There was a tempest in a teapot last Tuesday when presenter Alejandro Fantino revealed details of an “off-the-record” conversation with Economy Minister Luis Caputo warning of bad times ahead. Caputo insisted that he had said the opposite with country risk hitting four digits while the journalist said that leaked portions of the video had been taken out of context. Caputo even hinted at fake news via the abuse of artificial intelligence before rushing to the TV studios to put on a brave face.
PROTESTER RELEASED
Kirchnerite official Alesia Abaigar, who works in the Buenos Aires Province Women & Diversity Ministry, was freed last Monday by a ruling of the San Martín Federal Appeals Court after serving house arrest since June 27 on charges of tossing excrement in front of the house of Lower House Budget Committee chairman José Luis Espert (La Libertad Avanza-Buenos Aires Province). The appeals court considered that she did not represent a flight risk. But last Wednesday San Isidro Federal Judge Sandra Arroyo Salgado hit back, ruling that Abaigar should stay under house arrest pending payment of a bail of 50 million pesos. In the preceding weekend three other persons accused of the attack were released from prison with Quilmes municipal councillor Eva Mieri the only one remaining detained, prompting Quilmes Mayor Mayra Mendoza to speak of "political persecution.”
DEPUTY MALIGNED
Socialist deputy Esteban Paulón (Encuentro Federal-Santa Fe), a well-known activist for LGBT+ rights, accused government aggression of crossing the line when the libertarian influencer Daniel Parisini (better known as "Gordo Dan") and his chums accused him of being a paedophile in his streaming programme La Misa, before wishing AIDS on him. Paulón has lodged a lawsuit against the influencer who chose to repeat rather than retract his statements, also accusing President Javier Milei of similar hate speech. Several deputies rallied to Paulón’s defence, including all members of his Encuentro Federal caucus.
FAKE LAWYER JAILED
Earlier this month the TOF (Tribunal Oral Federal) 8 court sentenced the pseudo-lawyer Marcelo D’Alessio to a prison term of 162 months on various charges, including four counts of extortion, money-laundering and illegal possession of a firearm. Five other defendants, including two intelligence agents, were also convicted for terms ranging from nine years in prison to a suspended sentence of three years.

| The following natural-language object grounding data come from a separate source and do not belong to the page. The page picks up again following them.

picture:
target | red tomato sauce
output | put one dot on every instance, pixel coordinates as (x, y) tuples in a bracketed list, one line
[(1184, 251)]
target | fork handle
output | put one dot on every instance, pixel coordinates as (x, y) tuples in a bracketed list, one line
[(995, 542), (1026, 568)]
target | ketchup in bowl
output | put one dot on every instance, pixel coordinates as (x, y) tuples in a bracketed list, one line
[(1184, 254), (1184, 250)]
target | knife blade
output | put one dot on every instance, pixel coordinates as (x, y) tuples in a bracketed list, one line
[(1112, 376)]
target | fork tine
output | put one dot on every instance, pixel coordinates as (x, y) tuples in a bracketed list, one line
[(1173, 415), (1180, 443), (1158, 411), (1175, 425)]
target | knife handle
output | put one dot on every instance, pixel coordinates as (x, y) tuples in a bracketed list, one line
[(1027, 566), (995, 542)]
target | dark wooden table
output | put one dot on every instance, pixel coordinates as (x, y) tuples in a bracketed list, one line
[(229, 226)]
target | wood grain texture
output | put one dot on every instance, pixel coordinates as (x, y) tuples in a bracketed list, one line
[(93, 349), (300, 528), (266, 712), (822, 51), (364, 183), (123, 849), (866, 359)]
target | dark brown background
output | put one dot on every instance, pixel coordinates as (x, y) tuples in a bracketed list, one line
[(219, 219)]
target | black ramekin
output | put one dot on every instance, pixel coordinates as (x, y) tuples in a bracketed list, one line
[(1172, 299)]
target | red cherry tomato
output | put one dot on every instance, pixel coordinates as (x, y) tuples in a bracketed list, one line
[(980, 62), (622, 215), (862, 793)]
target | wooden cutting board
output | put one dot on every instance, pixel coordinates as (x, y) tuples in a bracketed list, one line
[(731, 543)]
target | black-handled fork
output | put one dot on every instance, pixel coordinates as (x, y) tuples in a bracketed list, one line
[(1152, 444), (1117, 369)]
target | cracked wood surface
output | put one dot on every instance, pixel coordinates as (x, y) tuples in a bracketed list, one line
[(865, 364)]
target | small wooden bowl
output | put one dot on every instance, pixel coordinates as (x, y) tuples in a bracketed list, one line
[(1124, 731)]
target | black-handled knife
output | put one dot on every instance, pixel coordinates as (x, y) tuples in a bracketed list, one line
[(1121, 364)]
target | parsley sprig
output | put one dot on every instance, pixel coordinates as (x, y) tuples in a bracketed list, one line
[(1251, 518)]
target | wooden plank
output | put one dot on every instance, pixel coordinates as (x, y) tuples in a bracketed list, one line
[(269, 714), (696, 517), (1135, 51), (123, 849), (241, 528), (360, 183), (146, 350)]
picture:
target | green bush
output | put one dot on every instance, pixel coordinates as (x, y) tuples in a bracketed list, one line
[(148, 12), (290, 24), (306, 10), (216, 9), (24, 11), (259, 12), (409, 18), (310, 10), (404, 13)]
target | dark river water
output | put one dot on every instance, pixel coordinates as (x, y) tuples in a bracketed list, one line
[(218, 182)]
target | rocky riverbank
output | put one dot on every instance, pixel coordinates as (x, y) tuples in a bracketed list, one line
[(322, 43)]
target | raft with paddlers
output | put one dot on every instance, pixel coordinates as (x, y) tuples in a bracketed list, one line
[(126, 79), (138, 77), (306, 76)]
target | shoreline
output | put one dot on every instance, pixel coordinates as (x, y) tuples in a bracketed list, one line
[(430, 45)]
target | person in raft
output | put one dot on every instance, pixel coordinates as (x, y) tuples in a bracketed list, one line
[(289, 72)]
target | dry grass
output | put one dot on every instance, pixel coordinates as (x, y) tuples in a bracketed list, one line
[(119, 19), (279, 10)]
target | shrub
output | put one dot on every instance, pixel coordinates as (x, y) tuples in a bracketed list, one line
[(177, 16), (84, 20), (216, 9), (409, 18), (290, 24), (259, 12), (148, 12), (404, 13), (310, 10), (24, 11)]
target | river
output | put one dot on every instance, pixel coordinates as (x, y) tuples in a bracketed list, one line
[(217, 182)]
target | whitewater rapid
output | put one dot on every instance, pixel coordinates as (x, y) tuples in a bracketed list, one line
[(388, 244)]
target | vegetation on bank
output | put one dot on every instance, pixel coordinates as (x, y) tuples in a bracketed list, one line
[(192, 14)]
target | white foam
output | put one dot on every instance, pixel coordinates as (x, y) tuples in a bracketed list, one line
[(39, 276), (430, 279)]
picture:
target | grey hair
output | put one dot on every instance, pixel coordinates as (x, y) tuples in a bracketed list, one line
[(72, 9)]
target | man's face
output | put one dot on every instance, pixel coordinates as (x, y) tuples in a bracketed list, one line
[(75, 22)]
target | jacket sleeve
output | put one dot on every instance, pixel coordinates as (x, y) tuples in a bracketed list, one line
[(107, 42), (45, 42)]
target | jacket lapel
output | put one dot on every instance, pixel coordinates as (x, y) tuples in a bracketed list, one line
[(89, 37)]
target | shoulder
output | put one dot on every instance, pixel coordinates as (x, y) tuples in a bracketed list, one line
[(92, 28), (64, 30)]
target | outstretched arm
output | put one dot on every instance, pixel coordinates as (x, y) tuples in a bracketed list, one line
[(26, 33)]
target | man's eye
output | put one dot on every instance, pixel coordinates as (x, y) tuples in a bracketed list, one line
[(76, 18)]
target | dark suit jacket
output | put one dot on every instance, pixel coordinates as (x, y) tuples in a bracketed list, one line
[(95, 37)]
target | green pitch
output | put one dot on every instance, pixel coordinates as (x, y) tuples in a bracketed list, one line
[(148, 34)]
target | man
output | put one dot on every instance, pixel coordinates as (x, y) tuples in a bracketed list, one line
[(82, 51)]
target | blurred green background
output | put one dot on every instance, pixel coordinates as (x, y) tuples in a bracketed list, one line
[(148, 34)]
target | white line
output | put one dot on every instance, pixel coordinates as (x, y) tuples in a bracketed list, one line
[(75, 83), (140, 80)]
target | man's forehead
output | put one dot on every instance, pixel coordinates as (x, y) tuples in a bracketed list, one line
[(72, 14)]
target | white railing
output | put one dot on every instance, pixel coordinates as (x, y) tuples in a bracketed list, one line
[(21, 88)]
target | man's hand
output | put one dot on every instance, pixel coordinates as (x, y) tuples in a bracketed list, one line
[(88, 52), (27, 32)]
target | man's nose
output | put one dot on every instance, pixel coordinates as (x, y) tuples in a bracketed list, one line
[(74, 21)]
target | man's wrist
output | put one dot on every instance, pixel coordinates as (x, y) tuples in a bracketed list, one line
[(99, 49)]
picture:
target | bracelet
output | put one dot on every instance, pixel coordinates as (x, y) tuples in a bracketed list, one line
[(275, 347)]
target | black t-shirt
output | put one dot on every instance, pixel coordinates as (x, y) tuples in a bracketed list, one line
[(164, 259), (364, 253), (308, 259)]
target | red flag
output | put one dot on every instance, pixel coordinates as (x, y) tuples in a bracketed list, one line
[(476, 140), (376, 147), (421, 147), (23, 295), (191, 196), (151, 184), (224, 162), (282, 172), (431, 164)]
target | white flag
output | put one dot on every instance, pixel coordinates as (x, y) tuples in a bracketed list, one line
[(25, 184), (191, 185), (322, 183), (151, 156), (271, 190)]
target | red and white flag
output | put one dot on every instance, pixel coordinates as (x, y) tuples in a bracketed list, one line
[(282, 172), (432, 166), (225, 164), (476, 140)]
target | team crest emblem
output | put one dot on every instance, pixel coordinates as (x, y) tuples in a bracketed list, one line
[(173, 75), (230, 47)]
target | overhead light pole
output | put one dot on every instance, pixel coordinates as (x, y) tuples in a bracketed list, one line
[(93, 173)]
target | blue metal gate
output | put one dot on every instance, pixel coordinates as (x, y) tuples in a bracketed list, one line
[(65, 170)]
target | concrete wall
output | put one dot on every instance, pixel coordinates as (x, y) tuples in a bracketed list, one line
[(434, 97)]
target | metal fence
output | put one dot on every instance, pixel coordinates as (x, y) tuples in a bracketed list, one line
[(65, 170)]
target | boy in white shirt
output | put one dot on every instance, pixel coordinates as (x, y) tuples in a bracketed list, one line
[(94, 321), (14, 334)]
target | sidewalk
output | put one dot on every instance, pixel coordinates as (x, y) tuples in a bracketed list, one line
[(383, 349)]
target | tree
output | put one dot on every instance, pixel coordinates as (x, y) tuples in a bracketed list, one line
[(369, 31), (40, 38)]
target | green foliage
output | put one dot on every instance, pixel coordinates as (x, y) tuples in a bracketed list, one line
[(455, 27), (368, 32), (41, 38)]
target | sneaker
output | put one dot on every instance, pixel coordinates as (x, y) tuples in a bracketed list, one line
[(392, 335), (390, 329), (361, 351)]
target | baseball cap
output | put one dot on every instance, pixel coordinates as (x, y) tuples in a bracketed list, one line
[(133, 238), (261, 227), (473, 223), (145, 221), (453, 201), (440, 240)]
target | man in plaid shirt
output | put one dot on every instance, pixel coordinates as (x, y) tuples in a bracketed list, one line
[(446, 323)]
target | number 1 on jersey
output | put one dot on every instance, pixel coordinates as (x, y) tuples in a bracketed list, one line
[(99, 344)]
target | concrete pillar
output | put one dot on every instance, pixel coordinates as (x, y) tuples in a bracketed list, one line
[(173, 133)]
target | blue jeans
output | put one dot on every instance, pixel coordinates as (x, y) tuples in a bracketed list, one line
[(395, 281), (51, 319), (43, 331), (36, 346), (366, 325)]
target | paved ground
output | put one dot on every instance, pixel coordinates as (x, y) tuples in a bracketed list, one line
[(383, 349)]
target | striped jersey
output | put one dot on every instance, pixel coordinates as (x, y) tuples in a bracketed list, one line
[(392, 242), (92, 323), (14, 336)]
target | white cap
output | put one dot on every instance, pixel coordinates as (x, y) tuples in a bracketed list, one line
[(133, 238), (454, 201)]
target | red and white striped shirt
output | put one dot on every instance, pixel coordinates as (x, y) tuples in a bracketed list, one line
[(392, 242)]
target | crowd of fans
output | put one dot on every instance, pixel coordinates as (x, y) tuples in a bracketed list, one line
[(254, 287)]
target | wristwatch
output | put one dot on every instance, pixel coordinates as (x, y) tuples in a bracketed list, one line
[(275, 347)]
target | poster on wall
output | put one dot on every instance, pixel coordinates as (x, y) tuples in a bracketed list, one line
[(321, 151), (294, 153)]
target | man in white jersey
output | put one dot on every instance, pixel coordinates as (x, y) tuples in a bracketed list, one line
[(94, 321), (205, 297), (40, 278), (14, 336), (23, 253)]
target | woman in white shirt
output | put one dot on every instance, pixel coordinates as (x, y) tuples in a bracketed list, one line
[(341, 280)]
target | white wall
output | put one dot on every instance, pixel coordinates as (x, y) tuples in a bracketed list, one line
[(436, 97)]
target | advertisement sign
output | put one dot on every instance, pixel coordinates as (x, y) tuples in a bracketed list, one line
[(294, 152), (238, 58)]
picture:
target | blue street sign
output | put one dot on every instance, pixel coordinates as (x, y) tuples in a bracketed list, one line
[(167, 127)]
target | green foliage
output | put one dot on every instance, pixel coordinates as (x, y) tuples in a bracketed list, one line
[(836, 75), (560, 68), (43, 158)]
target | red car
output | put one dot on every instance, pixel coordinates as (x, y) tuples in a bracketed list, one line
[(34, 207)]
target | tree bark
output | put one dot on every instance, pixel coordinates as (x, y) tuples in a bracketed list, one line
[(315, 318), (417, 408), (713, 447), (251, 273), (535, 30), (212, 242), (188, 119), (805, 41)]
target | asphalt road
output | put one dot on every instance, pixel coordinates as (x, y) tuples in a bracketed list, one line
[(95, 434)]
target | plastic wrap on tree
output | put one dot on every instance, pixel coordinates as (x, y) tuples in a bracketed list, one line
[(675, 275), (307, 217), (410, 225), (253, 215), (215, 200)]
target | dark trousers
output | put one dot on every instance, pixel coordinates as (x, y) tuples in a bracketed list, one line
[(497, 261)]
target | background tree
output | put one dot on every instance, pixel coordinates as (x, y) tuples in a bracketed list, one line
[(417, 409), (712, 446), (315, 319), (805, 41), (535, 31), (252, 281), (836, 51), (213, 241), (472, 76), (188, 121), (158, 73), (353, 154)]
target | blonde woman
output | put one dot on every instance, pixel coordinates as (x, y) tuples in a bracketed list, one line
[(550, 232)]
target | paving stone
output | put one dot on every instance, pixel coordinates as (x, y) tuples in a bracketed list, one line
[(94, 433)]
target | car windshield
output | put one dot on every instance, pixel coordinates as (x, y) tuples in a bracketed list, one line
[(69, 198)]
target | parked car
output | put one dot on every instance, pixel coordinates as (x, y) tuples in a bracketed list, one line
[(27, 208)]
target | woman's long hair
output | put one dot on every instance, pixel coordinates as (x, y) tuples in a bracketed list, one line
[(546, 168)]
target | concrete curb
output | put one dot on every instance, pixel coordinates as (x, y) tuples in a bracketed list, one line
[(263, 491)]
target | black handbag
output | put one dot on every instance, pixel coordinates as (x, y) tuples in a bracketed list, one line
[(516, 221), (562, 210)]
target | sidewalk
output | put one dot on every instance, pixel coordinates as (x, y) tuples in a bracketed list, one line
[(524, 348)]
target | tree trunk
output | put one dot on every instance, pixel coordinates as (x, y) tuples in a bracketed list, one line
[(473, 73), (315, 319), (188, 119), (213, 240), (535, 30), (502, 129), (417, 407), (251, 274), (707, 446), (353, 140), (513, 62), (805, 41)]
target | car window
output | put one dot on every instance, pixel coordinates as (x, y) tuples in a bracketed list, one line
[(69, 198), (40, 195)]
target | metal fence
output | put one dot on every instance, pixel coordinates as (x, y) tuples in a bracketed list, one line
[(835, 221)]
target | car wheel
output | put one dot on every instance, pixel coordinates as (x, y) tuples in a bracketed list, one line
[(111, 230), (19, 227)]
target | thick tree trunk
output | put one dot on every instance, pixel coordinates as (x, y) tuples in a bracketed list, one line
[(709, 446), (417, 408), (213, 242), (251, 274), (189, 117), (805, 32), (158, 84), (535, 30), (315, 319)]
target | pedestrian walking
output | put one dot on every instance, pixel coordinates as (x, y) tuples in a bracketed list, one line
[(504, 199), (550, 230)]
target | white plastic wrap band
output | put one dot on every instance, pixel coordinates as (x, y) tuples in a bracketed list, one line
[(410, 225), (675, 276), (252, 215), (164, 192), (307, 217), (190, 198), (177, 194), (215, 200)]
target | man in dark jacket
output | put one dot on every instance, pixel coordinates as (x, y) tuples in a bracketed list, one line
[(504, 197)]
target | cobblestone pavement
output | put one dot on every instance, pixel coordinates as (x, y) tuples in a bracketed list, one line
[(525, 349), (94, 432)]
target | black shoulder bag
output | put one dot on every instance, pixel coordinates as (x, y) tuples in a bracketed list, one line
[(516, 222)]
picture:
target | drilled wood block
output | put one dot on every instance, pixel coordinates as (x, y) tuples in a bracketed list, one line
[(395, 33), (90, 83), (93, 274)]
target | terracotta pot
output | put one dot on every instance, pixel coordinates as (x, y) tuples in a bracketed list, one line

D’Alessio was already imprisoned at Ezeiza after having been sentenced in 2021 to four years in prison for trying to extort the businessman Gabriel Traficante.
DEAD WHALE IN RIVER PLATE
The corpse of a baby whale was found run aground off the coast of the Greater Buenos Aires district of Vicente López (La Lucila) by a fisherman last Wednesday with the Coast Guard rapidly sealing off the area until removal of the dead mammal. According to sources, the whale had been dead for at least two days.
FOOTBALL COMEBACKS
Plenty of football news last week despite a lack of matches played – on Tuesday Angel Di María made his return to Rosario Central, on Wednesday Carlos Tevez bécame the new trainer of Talleres de Córdoba and on Thursday Leandro Paredes (released from his contract with the Italian club Roma) joined the Boca Juniors squad. Also on the rumour mill: reports that Rodrigo De Paul will be leaving Atlético Madrid to join up with Lionel Messi’s Inter Miami.